"Rififi", made in France in 1954, was a groundbreaking film at the time of its release and still holds up well today. It is a film about a caper heist and the 28 minute jewelry store robbery, filmed with no dialog or music, is the highlight of the film. However, the film offers much more. The actors are all superb and memorable. Director Jules Dassin had a very small budget and had to use lesser known actors. Jean Servais, gaunt and haggard after years of alcoholism is perfect as Tony, the leader of the gang. Dassin himself plays Cesare, the safe cracker whose careless indiscretions following the robbery spoils their "perfect crime". The film also features superb cinematographer, gritty and stark, and the city of Paris becomes a character in itself. Dassin would only film outdoor scenes on cloudy and rainy days which gives the film a documentary-type feel.

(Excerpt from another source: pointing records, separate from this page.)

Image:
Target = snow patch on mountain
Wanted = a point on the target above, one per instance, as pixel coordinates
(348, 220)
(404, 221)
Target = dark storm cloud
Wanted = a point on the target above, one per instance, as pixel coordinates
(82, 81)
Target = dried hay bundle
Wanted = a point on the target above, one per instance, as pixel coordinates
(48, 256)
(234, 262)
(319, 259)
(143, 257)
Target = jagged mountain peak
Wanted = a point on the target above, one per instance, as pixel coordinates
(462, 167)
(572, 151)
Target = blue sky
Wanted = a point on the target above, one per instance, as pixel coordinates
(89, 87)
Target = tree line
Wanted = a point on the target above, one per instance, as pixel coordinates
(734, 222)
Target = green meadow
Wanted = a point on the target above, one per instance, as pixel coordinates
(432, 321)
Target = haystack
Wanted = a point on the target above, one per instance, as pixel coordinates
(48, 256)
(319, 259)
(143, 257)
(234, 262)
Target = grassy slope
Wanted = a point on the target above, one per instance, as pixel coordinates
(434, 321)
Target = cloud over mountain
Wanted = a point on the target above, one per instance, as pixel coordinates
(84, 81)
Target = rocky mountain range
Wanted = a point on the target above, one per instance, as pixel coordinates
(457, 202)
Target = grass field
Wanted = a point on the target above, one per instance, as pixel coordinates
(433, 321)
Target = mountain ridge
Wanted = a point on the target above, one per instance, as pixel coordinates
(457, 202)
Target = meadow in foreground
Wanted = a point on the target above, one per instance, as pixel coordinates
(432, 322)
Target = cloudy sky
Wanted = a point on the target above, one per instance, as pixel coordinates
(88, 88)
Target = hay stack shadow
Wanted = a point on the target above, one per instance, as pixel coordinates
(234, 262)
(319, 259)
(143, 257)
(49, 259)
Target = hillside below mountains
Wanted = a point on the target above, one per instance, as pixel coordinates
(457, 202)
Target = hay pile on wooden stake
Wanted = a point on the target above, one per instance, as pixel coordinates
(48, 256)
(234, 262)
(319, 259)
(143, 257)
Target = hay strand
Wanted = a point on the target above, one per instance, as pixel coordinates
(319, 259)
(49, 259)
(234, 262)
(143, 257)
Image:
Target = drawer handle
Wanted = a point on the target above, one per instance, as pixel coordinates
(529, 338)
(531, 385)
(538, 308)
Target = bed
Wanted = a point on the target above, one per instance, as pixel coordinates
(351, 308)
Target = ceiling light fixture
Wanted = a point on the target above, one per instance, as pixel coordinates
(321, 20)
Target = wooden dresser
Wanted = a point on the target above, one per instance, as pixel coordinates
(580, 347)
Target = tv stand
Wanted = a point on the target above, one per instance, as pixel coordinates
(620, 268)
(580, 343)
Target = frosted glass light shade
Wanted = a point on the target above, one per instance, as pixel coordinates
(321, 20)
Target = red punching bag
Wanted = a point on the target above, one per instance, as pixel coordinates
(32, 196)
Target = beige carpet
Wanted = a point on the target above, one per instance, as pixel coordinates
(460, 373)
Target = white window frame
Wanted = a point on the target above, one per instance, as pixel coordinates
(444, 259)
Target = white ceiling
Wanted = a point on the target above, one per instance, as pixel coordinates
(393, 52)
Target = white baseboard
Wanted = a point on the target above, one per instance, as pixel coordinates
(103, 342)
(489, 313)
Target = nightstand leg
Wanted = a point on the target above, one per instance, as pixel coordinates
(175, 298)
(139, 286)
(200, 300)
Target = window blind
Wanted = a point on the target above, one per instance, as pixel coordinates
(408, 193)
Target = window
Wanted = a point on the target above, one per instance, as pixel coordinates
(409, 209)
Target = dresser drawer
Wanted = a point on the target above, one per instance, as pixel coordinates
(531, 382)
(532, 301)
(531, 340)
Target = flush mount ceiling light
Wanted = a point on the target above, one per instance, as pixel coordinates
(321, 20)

Criterion's DVD release is superb. The print is flawless, as far as I could tell on my 35" screen, and I could not see any flaws or distractions. This is the original un-cut version of the film. The film was initially condemned by the Catholic Church in the U.S. and slapped with a "C" rating. It was then released with 3 scenes edited and a Bible verse flashed onto the screen before the opening credits! This is the version Dassin intented without the cuts or the Bible verse. A dubbed version is included for those who dislike reading sub-titles.
Other extras include an essay, trailer, and a 30 minute interview with Jules Dassin which was filmed in the summer of 2000. Dassin talks about the blacklist, which ended his career in Hollywood in the early 50s, and about the making of "Rififi" in France and how it ressurected his career.